Aleppo evacuation resumes after Syrian rebels

News Hour:

A number of buses containing fighters from east Aleppo and their families left the last rebel-held sector of the Syrian city on Sunday after a deal between rebels and pro-government forces allowed evacuations to resume.

Pro-government forces agreed to the deal in exchange for people being allowed to leave two Shi’ite villages besieged by insurgents. The Aleppo evacuation ground to a halt on Friday after a disagreement over the villages of al-Foua and Kefraya.

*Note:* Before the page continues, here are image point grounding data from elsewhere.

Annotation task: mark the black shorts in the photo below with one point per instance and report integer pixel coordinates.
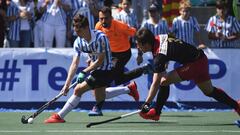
(99, 78)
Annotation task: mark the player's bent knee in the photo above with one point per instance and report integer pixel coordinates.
(164, 82)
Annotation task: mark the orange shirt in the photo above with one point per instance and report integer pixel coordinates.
(118, 35)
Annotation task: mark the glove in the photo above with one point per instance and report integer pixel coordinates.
(81, 77)
(145, 107)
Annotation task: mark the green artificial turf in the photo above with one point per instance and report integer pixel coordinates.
(171, 123)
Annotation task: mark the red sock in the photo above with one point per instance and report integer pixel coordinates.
(162, 97)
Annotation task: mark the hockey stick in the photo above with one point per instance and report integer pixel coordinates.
(113, 119)
(24, 120)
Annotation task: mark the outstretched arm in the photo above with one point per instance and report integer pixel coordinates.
(71, 72)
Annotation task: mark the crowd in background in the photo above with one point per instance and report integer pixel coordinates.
(48, 23)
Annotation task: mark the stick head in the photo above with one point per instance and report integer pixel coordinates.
(89, 125)
(24, 120)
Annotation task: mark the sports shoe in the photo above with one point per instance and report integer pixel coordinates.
(147, 68)
(150, 115)
(95, 112)
(237, 122)
(54, 118)
(133, 90)
(238, 110)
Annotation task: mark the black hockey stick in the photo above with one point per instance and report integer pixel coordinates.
(24, 120)
(113, 119)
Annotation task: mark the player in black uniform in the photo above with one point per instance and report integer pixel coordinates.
(194, 67)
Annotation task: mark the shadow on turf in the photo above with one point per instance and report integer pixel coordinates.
(184, 116)
(146, 122)
(209, 124)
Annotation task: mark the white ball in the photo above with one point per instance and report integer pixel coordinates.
(30, 120)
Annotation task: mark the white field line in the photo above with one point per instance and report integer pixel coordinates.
(121, 131)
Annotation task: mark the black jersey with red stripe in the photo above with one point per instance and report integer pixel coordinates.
(168, 48)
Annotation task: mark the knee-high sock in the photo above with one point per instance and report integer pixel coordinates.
(162, 97)
(112, 92)
(69, 105)
(219, 95)
(99, 105)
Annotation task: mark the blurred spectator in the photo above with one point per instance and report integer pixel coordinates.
(54, 21)
(170, 10)
(38, 27)
(3, 8)
(128, 16)
(236, 9)
(185, 26)
(20, 16)
(223, 29)
(156, 24)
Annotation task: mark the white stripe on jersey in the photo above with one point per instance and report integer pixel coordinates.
(184, 29)
(163, 44)
(227, 28)
(98, 44)
(160, 28)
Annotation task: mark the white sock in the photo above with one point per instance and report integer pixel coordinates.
(69, 105)
(115, 91)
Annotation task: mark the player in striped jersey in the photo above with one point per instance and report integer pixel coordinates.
(223, 29)
(194, 67)
(96, 44)
(185, 26)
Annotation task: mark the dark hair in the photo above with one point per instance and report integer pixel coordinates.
(106, 10)
(130, 1)
(221, 4)
(80, 21)
(145, 36)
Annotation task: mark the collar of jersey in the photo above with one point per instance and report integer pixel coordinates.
(93, 36)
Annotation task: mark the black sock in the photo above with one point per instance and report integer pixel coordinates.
(162, 97)
(99, 105)
(219, 95)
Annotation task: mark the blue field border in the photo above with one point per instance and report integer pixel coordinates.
(115, 105)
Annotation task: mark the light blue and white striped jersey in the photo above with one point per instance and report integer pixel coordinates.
(99, 44)
(80, 6)
(14, 26)
(160, 28)
(184, 29)
(128, 18)
(47, 13)
(227, 28)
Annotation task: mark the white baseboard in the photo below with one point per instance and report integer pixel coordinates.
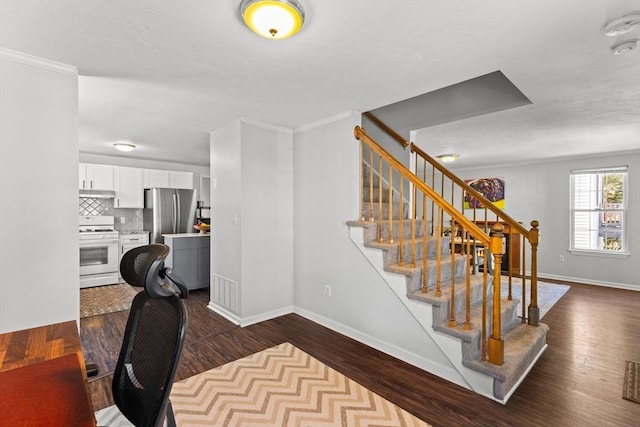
(628, 286)
(216, 308)
(246, 321)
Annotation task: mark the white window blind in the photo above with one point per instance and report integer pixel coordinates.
(598, 209)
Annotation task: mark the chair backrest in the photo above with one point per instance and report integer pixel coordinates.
(153, 339)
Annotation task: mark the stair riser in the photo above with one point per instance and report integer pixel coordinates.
(366, 196)
(385, 211)
(406, 230)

Syrian state television, citing its correspondent in the city, said on Sunday buses had started to leave east Aleppo where over 15,000 people gathered in a square to wait for the buses. Many had spent the night sleeping in the streets in freezing temperatures, reports Reuters.

However, five buses were attacked and burned on their way there, the Syrian Observatory for Human Rights and Syrian state media said.

State television showed pictures of flames coming from the green buses which have come to be synonymous with evacuations in Syria.

Videos broadcast on social media showed men with guns cheering and shouting “God is great” as the buses burned.

State media said “armed terrorists”, a term it uses for groups fighting against President Bashar al-Assad’s rule, carried out the attack. Pro-Damascus Mayadeen television said the rebel group formerly known as the Nusra Front was behind the attack.

Rebel officials said an angry crowd of people, possibly alongside pro-government “operatives”, was responsible.

Aleppo had been divided between government and rebel areas in the nearly six-year-long war, but a lightning advance by the Syrian army and its allies began in mid-November following months of intense air strikes, forcing the insurgents out of most of the rebel-held territory within a matter of weeks.